While managing your personal finance, you may face a dilemma of giving appropriate weightage to either investment or debt since both are important aspects of your personal finance. If you ignore debt repayment, then compounding interest will quickly spiral out and you may easily get into financial distress. If you ignore investment, then you may fail to accomplish many of your financial objectives. So, it is important to maintain the right balance between debt and investment.
Now, when you are already in debt, should you still invest money or wait till your existing debt becomes zero?
To invest or avoid while in debt
Certain important factors like interest rate can help you decide on whether to invest or pay the debt first. If the existing and expected interest rate on debt is substantially lower as compared to the interest or return you expect to earn from an investment, then you should prefer to invest over prepaying. For example, prevailing interest rate on a home loan is around 8.5 percent p.a. and you have earned extra income through annual bonus. You have the option to prepay the loan or to invest the bonus in a balanced fund, which is expected to give a return of 12 percent p.a. (assumed) after tax. In this case you, should continue to pay home loan EMI and use the fund for investing in a balanced fund to earn a better return. Beware of risk while investing money in a mutual fund.
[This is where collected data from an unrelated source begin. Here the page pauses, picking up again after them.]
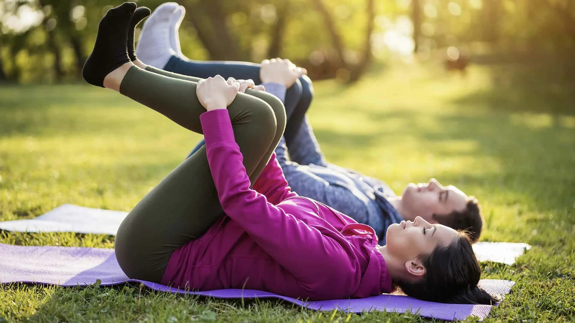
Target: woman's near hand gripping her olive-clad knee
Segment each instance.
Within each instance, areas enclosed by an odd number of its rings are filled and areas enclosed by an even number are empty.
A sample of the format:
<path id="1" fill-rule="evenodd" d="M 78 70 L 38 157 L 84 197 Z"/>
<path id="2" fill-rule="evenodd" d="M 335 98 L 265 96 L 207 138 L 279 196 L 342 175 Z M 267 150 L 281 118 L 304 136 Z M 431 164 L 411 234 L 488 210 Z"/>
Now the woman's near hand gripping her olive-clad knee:
<path id="1" fill-rule="evenodd" d="M 213 78 L 200 80 L 196 87 L 196 94 L 201 105 L 211 111 L 227 108 L 236 98 L 239 89 L 239 82 L 228 84 L 223 77 L 216 75 Z"/>

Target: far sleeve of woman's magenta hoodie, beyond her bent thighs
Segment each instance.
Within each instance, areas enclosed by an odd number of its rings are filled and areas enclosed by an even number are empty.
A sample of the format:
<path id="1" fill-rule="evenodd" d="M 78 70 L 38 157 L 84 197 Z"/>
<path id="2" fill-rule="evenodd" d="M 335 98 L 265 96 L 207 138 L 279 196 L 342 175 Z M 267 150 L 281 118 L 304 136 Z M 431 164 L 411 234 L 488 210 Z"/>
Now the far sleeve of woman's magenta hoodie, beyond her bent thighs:
<path id="1" fill-rule="evenodd" d="M 254 183 L 254 190 L 263 194 L 267 201 L 273 205 L 278 204 L 286 198 L 297 196 L 289 186 L 287 180 L 283 176 L 281 166 L 275 157 L 275 152 L 271 155 L 270 161 L 263 169 L 262 174 L 259 175 Z"/>

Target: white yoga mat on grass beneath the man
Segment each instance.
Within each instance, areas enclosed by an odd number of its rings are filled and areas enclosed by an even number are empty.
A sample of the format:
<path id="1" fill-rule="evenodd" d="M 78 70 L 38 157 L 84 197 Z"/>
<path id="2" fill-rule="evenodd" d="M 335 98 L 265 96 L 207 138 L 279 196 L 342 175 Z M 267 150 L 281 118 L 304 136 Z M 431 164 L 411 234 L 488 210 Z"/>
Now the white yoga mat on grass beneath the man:
<path id="1" fill-rule="evenodd" d="M 64 204 L 30 220 L 0 222 L 0 229 L 14 232 L 102 233 L 115 236 L 128 212 Z M 531 246 L 526 243 L 478 242 L 473 245 L 480 262 L 513 264 Z"/>

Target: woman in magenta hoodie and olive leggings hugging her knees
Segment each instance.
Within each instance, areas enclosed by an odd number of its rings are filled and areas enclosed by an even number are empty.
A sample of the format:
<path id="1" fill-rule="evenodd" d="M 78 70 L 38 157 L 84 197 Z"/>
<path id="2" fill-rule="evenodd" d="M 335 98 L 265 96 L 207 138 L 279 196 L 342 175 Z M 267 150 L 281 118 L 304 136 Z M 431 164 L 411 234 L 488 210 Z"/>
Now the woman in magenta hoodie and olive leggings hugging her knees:
<path id="1" fill-rule="evenodd" d="M 203 132 L 206 145 L 122 222 L 115 249 L 125 274 L 181 289 L 259 289 L 303 299 L 367 297 L 395 283 L 437 302 L 494 301 L 477 287 L 480 267 L 465 234 L 417 217 L 390 226 L 387 244 L 378 247 L 369 226 L 290 191 L 273 152 L 285 127 L 281 101 L 250 81 L 145 66 L 127 41 L 149 12 L 132 2 L 110 9 L 82 74 Z"/>

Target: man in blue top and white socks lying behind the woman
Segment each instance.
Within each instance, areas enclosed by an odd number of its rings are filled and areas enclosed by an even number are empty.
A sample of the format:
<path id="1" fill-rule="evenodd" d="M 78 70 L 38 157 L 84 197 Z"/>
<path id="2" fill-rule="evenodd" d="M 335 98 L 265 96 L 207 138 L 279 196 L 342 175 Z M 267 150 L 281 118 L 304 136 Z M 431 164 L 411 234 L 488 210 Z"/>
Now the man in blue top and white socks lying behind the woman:
<path id="1" fill-rule="evenodd" d="M 136 48 L 140 60 L 177 74 L 199 78 L 220 74 L 224 78 L 253 79 L 255 84 L 262 83 L 268 90 L 275 89 L 273 83 L 278 83 L 277 75 L 283 72 L 281 70 L 265 75 L 260 71 L 260 64 L 198 61 L 185 57 L 179 46 L 178 30 L 184 12 L 183 7 L 174 2 L 163 3 L 154 10 L 140 33 Z M 309 121 L 304 118 L 313 97 L 311 81 L 302 75 L 283 85 L 287 90 L 277 95 L 285 95 L 287 121 L 284 136 L 275 153 L 283 175 L 294 191 L 371 226 L 377 233 L 379 244 L 385 243 L 389 225 L 402 220 L 413 221 L 416 216 L 423 217 L 431 224 L 465 229 L 472 241 L 479 238 L 483 221 L 477 199 L 467 197 L 454 186 L 443 186 L 431 179 L 417 186 L 408 184 L 397 196 L 380 180 L 328 163 Z M 202 145 L 203 140 L 192 153 Z"/>

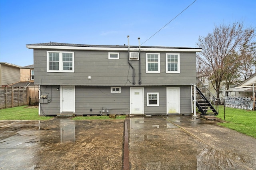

If the interest rate on loan is close to or higher than the expected return from investment, then use your extra income to first clear the outstanding debt and thereafter use the remaining fund (if any) for investment in appropriate instrument.
Another important factor that you must check before using the income to pay debt or invest is to assess your prevailing liquidity situation. If you find it difficult to manage your regular monthly expenses after paying the EMI, then using the surplus income for repaying such debt could help you to reduce the financial burden.
Repaying the debt on time is very crucial for maintaining a good credit score. If you have surplus fund and you invest it, then do assess whether you will be able to liquidate it at the time of emergency without any capital loss. If yes, then you can think of investing money over prepaying the loan amount. For example, if you face financial emergency, such as job loss or an accident, and you don’t have enough money to repay existing debt EMI, then you can use this investment for emergency cash flow. However, if you are not sure about retaining the value of investing funds and its liquidity factor, then it is better to avoid such investment.
If you are planning to take a loan for other big ticket purchases, then instead of using the surplus income to repay your existing loan, you can use it to invest in appropriate instrument and later on use it to pay for your buying. For example, you are planning to buy a car after three months and you got a surplus income of Rs 5 lakh. You have an existing home loan with Rs 20 lakh outstanding and remaining tenure of 15 years, with an interest rate at 8.8 percent per year. Instead of using the surplus income to repay your home loan and taking a car loan to buy a new vehicle, you should invest it in a liquid fund for three months. The invested money can come handy later on for your car buying.
It’s important to maintain a balance between risk and reward
To make a correct decision you should focus on maintaining a fine balance between risk and reward while selecting one of the options. You must analyse the impact of your decision on your retirement goal and your other financial objectives. Try to cut down the risk associated with your debt by utilising the reward you expect to get by investing the fund.